Dans la même période, Peppy a grimpé les marches de la gloire un à un et voilà qu'elle se retrouve en haut de l'affiche de ce nouveau cinéma sonore.

 

Le même jour sort un film du réalisateur George Valentin, qui est aussi l'acteur principal et le producteur. Il lui faut impérativement un succès pour conserver son train de vie sinon il est totalement ruiné ; et le nouveau film de Miller. Personne ne vient au premier mais au second.

 

Georges Valentin n'est plus rien.

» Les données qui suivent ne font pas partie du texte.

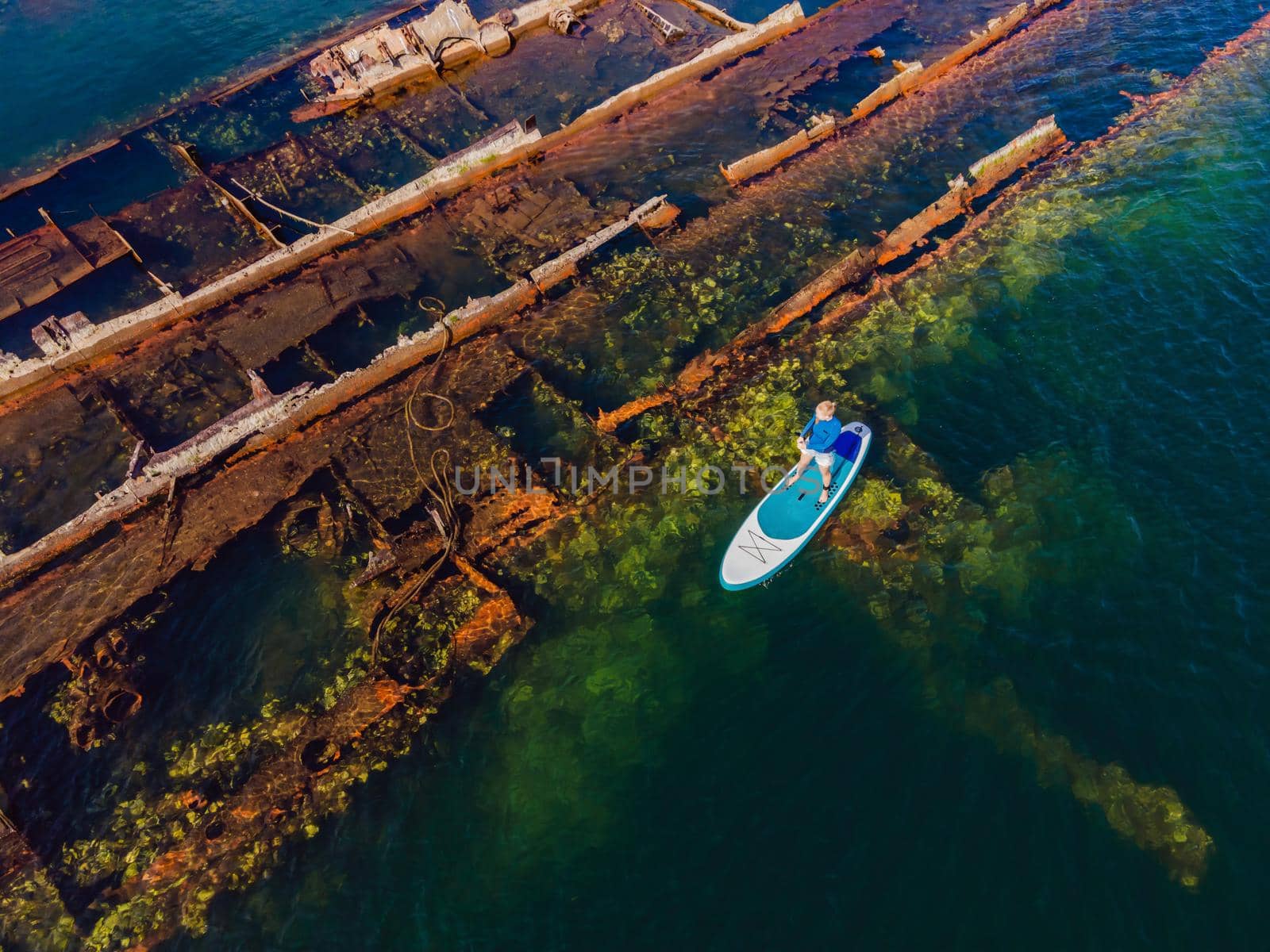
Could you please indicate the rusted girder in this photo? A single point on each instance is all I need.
(507, 146)
(912, 76)
(272, 420)
(387, 57)
(1041, 140)
(38, 264)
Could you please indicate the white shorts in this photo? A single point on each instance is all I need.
(823, 460)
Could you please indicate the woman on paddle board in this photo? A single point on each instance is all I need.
(816, 442)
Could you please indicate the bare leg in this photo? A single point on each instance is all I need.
(802, 467)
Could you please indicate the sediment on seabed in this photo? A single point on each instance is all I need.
(441, 585)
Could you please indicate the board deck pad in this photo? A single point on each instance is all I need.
(787, 520)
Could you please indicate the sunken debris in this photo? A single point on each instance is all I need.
(36, 266)
(1041, 140)
(511, 144)
(911, 78)
(387, 57)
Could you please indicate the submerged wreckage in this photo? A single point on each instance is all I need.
(283, 431)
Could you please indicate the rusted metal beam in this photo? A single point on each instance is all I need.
(912, 76)
(507, 146)
(1043, 139)
(36, 266)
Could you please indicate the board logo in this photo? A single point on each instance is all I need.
(759, 546)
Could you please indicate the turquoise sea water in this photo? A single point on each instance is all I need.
(664, 765)
(710, 771)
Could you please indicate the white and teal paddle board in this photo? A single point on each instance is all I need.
(787, 520)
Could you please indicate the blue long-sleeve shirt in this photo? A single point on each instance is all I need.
(823, 433)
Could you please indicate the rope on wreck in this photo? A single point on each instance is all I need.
(438, 488)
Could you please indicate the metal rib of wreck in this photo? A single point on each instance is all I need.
(36, 266)
(260, 424)
(510, 145)
(387, 57)
(1041, 140)
(912, 76)
(271, 806)
(511, 296)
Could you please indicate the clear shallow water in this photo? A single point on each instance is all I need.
(664, 765)
(88, 69)
(695, 771)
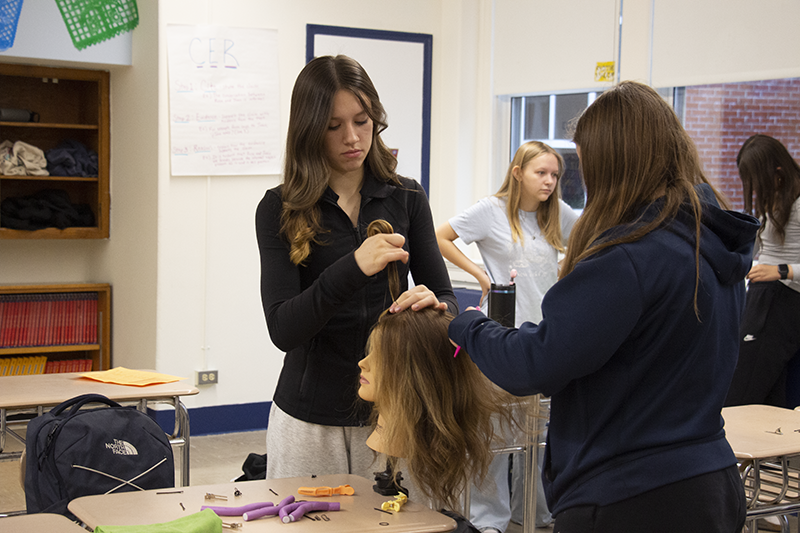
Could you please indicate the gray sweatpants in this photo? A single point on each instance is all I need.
(296, 449)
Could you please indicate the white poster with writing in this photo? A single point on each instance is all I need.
(223, 100)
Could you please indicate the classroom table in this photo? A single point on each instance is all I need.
(358, 512)
(39, 523)
(766, 441)
(31, 394)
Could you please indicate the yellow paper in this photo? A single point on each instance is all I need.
(604, 71)
(123, 376)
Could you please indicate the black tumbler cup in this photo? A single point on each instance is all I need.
(502, 302)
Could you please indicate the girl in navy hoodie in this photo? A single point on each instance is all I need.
(638, 339)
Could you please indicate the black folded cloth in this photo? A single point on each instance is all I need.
(71, 158)
(46, 209)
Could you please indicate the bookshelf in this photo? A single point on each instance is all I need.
(72, 104)
(67, 326)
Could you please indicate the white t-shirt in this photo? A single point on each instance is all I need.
(535, 261)
(772, 252)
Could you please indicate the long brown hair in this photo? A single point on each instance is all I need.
(633, 150)
(547, 214)
(438, 408)
(767, 169)
(306, 169)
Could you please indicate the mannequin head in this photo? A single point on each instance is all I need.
(435, 409)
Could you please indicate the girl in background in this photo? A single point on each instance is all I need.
(522, 227)
(323, 280)
(770, 336)
(638, 340)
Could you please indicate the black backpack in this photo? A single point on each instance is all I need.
(80, 452)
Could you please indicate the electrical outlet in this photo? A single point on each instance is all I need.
(207, 377)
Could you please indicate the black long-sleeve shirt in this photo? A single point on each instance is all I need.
(321, 313)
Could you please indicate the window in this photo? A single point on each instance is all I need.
(718, 117)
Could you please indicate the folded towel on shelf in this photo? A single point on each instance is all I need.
(45, 209)
(22, 159)
(72, 158)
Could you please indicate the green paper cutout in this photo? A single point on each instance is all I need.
(93, 21)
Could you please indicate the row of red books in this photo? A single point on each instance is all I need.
(48, 319)
(69, 365)
(38, 364)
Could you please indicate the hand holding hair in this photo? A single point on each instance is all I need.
(763, 272)
(378, 251)
(417, 297)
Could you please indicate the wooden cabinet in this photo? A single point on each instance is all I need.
(72, 104)
(54, 328)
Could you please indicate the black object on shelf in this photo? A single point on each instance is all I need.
(8, 114)
(502, 303)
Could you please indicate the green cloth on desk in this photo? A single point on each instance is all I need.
(205, 521)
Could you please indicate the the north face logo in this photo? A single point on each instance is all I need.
(120, 447)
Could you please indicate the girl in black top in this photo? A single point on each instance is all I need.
(323, 282)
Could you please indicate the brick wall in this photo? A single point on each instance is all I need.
(721, 117)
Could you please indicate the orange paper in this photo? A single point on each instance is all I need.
(124, 376)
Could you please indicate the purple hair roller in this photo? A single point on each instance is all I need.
(268, 511)
(292, 513)
(237, 511)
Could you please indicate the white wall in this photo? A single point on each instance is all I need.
(209, 310)
(182, 256)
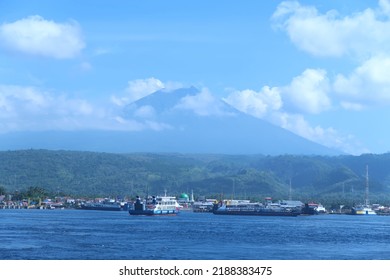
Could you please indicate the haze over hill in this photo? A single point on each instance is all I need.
(185, 120)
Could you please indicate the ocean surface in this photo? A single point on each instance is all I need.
(101, 235)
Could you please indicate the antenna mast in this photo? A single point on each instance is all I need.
(367, 202)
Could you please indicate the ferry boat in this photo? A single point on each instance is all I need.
(253, 209)
(364, 209)
(105, 206)
(164, 205)
(312, 208)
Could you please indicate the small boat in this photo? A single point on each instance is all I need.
(105, 206)
(362, 210)
(164, 205)
(313, 209)
(203, 206)
(246, 208)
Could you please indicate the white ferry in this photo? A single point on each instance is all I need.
(164, 205)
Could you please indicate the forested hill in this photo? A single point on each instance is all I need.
(250, 176)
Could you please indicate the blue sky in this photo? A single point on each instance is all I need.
(317, 68)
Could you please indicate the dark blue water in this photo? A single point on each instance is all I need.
(95, 235)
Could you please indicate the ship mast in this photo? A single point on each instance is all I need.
(367, 202)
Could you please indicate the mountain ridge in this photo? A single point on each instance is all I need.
(184, 120)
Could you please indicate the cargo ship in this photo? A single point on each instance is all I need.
(246, 208)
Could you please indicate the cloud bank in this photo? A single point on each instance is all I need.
(35, 35)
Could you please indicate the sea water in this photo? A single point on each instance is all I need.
(103, 235)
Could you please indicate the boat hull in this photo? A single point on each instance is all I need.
(153, 212)
(101, 208)
(258, 213)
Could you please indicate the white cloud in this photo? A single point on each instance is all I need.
(32, 109)
(145, 112)
(202, 104)
(36, 36)
(255, 103)
(330, 34)
(138, 89)
(368, 84)
(29, 108)
(309, 91)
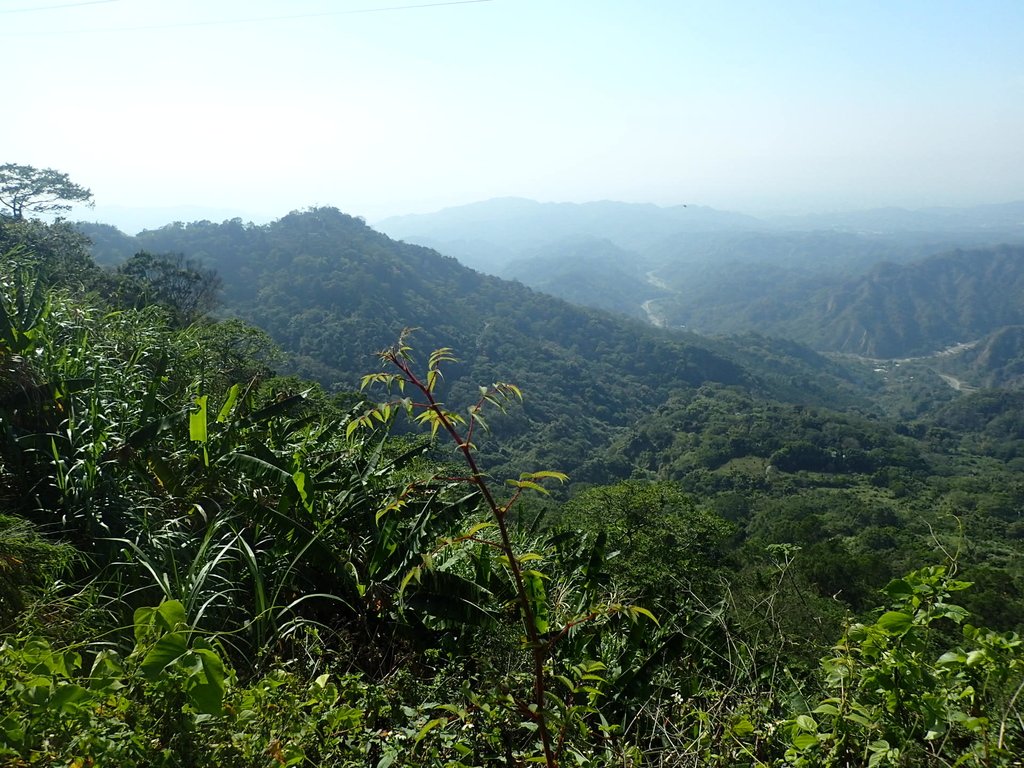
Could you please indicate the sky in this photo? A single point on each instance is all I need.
(258, 108)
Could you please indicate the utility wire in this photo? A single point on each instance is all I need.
(257, 19)
(54, 7)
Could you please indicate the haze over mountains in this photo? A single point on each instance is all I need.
(818, 279)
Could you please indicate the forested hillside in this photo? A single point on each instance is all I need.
(207, 563)
(882, 284)
(330, 290)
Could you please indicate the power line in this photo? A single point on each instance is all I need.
(257, 19)
(54, 7)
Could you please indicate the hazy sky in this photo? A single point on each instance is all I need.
(269, 105)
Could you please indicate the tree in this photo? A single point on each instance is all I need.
(183, 286)
(25, 187)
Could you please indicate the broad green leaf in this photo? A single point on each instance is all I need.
(197, 421)
(167, 650)
(805, 740)
(895, 622)
(534, 582)
(806, 722)
(232, 396)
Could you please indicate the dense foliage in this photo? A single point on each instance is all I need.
(204, 563)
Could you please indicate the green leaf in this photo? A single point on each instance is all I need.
(806, 722)
(67, 697)
(232, 396)
(197, 421)
(805, 740)
(895, 622)
(167, 650)
(534, 583)
(429, 727)
(207, 682)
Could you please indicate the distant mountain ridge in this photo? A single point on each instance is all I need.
(332, 292)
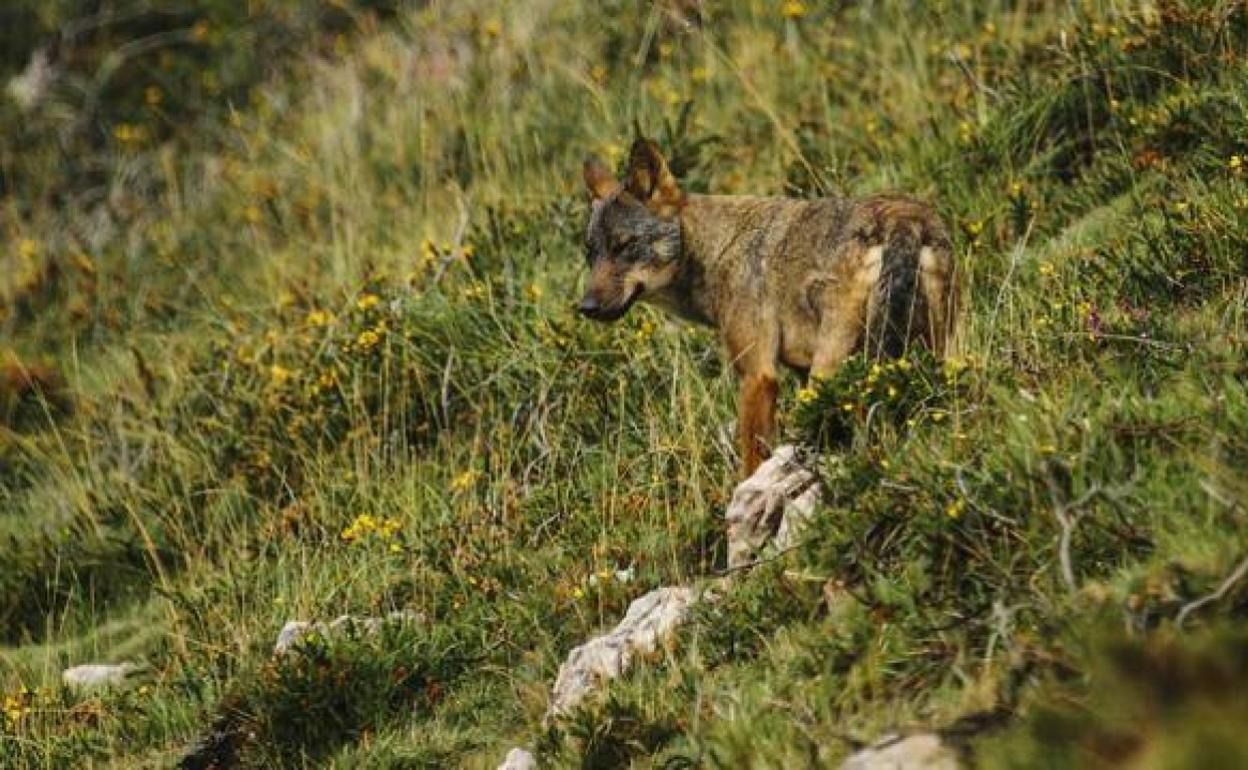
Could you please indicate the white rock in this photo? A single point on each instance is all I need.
(293, 630)
(97, 675)
(774, 502)
(649, 620)
(921, 751)
(518, 759)
(31, 86)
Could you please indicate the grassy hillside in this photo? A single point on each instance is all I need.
(286, 330)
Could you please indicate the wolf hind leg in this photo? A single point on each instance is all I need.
(844, 318)
(940, 295)
(756, 418)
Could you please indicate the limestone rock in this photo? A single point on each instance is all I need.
(94, 675)
(773, 503)
(293, 630)
(920, 751)
(35, 81)
(518, 759)
(649, 620)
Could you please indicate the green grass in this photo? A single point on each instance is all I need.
(291, 336)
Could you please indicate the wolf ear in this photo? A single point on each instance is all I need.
(650, 181)
(598, 179)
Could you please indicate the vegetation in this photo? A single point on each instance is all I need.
(286, 307)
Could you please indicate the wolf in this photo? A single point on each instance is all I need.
(801, 283)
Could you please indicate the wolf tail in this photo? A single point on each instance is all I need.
(897, 308)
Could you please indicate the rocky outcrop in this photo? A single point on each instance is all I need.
(518, 759)
(649, 620)
(95, 675)
(770, 507)
(768, 511)
(920, 751)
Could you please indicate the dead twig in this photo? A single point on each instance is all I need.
(1191, 607)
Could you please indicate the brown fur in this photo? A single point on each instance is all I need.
(796, 282)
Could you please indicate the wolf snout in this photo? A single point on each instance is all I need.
(589, 307)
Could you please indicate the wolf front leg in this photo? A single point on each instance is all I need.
(756, 418)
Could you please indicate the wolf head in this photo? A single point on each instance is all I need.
(633, 238)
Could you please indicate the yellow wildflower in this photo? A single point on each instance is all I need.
(28, 248)
(367, 340)
(793, 9)
(464, 481)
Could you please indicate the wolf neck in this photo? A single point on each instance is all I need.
(711, 227)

Sa déchéance continue pour toucher le fond, le néant.

 

Ce qu'il ne sait pas c'est que Peppy Miller a vu son film, car elle est toujours fan absolu-limite amoureuse de l'acteur, et qu'elle a été émue aux larmes.

 

Elle décide de racheter en douce tous les objets qu'il est obligé de vendre pour survivre un minimum.

 

Enfin, lors d'un tournage ou tout le monde est à ses pieds, elle décide de tout arrêter tant que l'on n'aura rien proposer à Georges et à elle.

 

Le film se termine par ce nouveau duo qui réalise un magnifique exercice de claquettes devant les autres acteurs et les producteurs, aux anges.

 

Valentin et Miller sont tout en haut du 7ème art et plus personne ne peut les déloger.

 

 

LA CRITIQUE

 

Soyons honnête c'est une énorme claque dans la gueu.. ! Un truc que l'on ne voit plus car pas formaté et ne ressemblant à aucun autre film récent.

 

Véritable hymne aux chefs d'oeuvres muets avec Chaplin, Linder, Fairbanks, tout est une réussite de bout en bout.

 

Les décors semblent provenir de l'époque tant ils illuminent l'époque précise ; la performance des acteurs laissent sans voix. Dujardin est devenu un monstre sacré du cinéma mondial et nous livre un numéro hallucinant et criant de vérité.

 

Reste la musique ou le compositeur, Ludovic Bource nous offre une partition enivrante de plus d'une heure et demie avec des envolées d'une rare beauté. Collant parfaitement à l'histoire, il sait être le troisième rôle sans pour autant voler la vedette à Dujardin.

 

Quant à la réalisation, elle brille par son intelligence et sa sobriété. Pas un plan de trop, pas de bavardage, juste le film parfait qui brille de mille feux, qu'on a envie de voir et revoir tant il s'agit d'un moment exceptionnel et culte.

 

The Artist va vous ensorceller, et vous n'en sortirez pas indemne, soyez en sur. Il y a aura une vie après ce film, qui marque le retour du cinéma français sur le toit du monde.